Il produit aux débats :


- une capture d'écran d'une page du site de l'Autorité des Marchés Financiers datée du 24 juillet 2017 intitulée 'listes noires et mises en garde' , les signaux qui doivent vous alerter : vous ne connaissez pas la personne qui vous contacte, on vous promet des rendements très élevés et sans risque, vous devez prendre une décision rapidement, vous devez effectuer un virement sur un RIB à l'étranger (...) faisant apparaître le nom www.bluediams.com


- une capture d'écran datée du 19 octobre 2022 d'une page du site de la Banque de France intitulée 'listes noires et alertes des autorités' conseillant aux particuliers de vérifier que la personne ou la société qui le sollicite est autorisée à proposer ce produit en France et signalant que l'APCR et l'AMF publient et mettent à jour régulièrement cinq listes noires de sites ou entités non autorisés à proposer en France (...) 5) des investissements dans des biens divers (diamants, vin, crypto-actifs).


D'une part, la preuve de ce que le site www.bluediams.com figurait sur la liste noire de la Banque de France et de l'Autorité prudentielle de contrôle et de résolution (APCR) le 24 juillet 2017 ne résulte pas de ces deux documents, le second étant daté du 19 octobre 2022.


Or, il n'est pas démontré que la liste noire dressée par l'Autorité des marchés financiers était à usage des banques.


D'autre part, comme le relève à juste titre le Crédit lyonnais, le site de l'AMF mentionne un nom de site internet, si bien qu'il n'est pas possible pour la banque d'établir un rapprochement entre ledit site et le nom d'une société et son numéro de compte.


Dans ces conditions, la faute qu'aurait commise le Crédit lyonnais en exécutant les ordres de virement litigieux n'est pas démontrée.


Il convient de rejeter la demande de dommages et intérêts de M. [T], le jugement étant infirmé en ce qu'il l'a partiellement accueillie.


Le jugement est également infirmé en ses dispositions relatives aux dépens et à l'indemnité de procédure.


Il y a lieu de condamner M. [T] aux dépens de première instance et d'appel.


Les demandes de M. [T] devant le premier juge et devant la cour fondées sur l'article 700 du code de procédure civile sont rejetées par voie de conséquence.
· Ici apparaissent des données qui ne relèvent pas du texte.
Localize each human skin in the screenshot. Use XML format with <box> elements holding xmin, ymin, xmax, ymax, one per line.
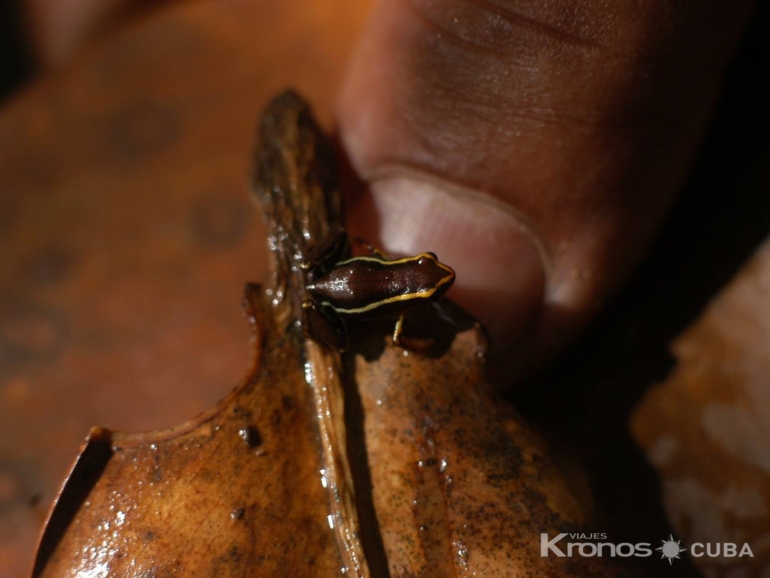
<box><xmin>27</xmin><ymin>0</ymin><xmax>754</xmax><ymax>386</ymax></box>
<box><xmin>337</xmin><ymin>0</ymin><xmax>753</xmax><ymax>386</ymax></box>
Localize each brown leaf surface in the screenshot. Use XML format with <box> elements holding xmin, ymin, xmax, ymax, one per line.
<box><xmin>33</xmin><ymin>93</ymin><xmax>366</xmax><ymax>577</ymax></box>
<box><xmin>356</xmin><ymin>318</ymin><xmax>630</xmax><ymax>577</ymax></box>
<box><xmin>632</xmin><ymin>241</ymin><xmax>770</xmax><ymax>576</ymax></box>
<box><xmin>34</xmin><ymin>93</ymin><xmax>644</xmax><ymax>576</ymax></box>
<box><xmin>0</xmin><ymin>0</ymin><xmax>371</xmax><ymax>578</ymax></box>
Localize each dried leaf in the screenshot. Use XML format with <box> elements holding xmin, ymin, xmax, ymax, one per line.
<box><xmin>34</xmin><ymin>93</ymin><xmax>644</xmax><ymax>577</ymax></box>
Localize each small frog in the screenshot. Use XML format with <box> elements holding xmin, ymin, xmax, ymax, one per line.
<box><xmin>300</xmin><ymin>230</ymin><xmax>455</xmax><ymax>351</ymax></box>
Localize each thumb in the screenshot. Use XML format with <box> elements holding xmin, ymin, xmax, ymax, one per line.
<box><xmin>338</xmin><ymin>0</ymin><xmax>752</xmax><ymax>375</ymax></box>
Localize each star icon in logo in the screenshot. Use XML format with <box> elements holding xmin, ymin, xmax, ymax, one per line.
<box><xmin>655</xmin><ymin>534</ymin><xmax>687</xmax><ymax>565</ymax></box>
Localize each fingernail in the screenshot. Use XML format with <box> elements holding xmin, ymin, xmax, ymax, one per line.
<box><xmin>351</xmin><ymin>174</ymin><xmax>546</xmax><ymax>350</ymax></box>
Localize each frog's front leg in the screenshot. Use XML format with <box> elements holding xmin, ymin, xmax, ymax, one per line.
<box><xmin>302</xmin><ymin>299</ymin><xmax>349</xmax><ymax>351</ymax></box>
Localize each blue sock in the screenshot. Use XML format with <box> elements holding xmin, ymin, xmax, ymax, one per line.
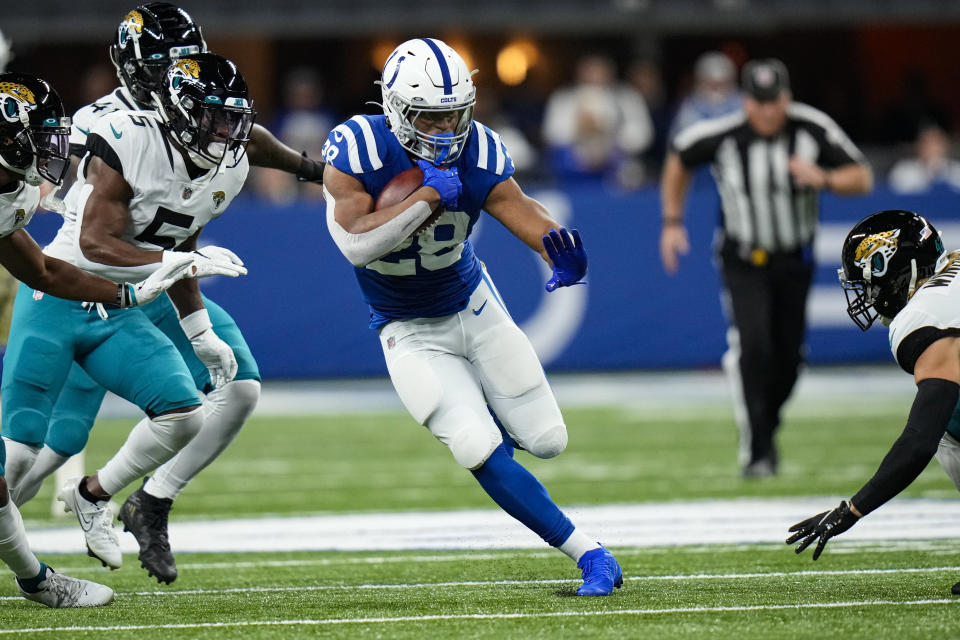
<box><xmin>471</xmin><ymin>444</ymin><xmax>573</xmax><ymax>547</ymax></box>
<box><xmin>17</xmin><ymin>562</ymin><xmax>48</xmax><ymax>593</ymax></box>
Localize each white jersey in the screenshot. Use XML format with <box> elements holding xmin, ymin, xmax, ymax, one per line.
<box><xmin>70</xmin><ymin>87</ymin><xmax>140</xmax><ymax>151</ymax></box>
<box><xmin>44</xmin><ymin>111</ymin><xmax>250</xmax><ymax>282</ymax></box>
<box><xmin>890</xmin><ymin>261</ymin><xmax>960</xmax><ymax>373</ymax></box>
<box><xmin>0</xmin><ymin>181</ymin><xmax>40</xmax><ymax>238</ymax></box>
<box><xmin>43</xmin><ymin>86</ymin><xmax>148</xmax><ymax>235</ymax></box>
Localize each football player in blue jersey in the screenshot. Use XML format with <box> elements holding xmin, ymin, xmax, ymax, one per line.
<box><xmin>323</xmin><ymin>38</ymin><xmax>623</xmax><ymax>596</ymax></box>
<box><xmin>3</xmin><ymin>2</ymin><xmax>322</xmax><ymax>579</ymax></box>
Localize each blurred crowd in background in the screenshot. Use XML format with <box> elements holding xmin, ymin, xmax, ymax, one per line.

L'équité ne commande pas de condamner M. [T] à payer au Crédit lyonnais une indemnité de procédure au titre des frais irrépétibles exposés en première instance et en cause d'appel.



PAR CES MOTIFS


Statuant publiquement par arrêt mis à disposition au greffe et contradictoirement :


CONFIRME le jugement en ce qu'il a rejeté la demande de dommages et intérêts fondée sur le manquement de l'obligation de mise en garde au titre de l'octroi d'un prêt, la demande de déchéance des intérêts et la demande en réparation du préjudice moral


INFIRME le jugement pour le surplus de ses dispositions


STATUANT à nouveau,


REJETTE la demande de dommages et intérêts formée par M. [T]


CONDAMNE M. [T] aux dépens de première instance et d'appel


DIT que les dépens d'appel pourront être recouvrés par Maître Buisson, avocat, conformément aux dispositions de l'article 699 du code de procédure civile🏛


REJETTE les demandes des deux parties fondées sur l'article 700 du code de procédure civile, au titre des frais irrépétibles exposés en première instance et en cause d'appel.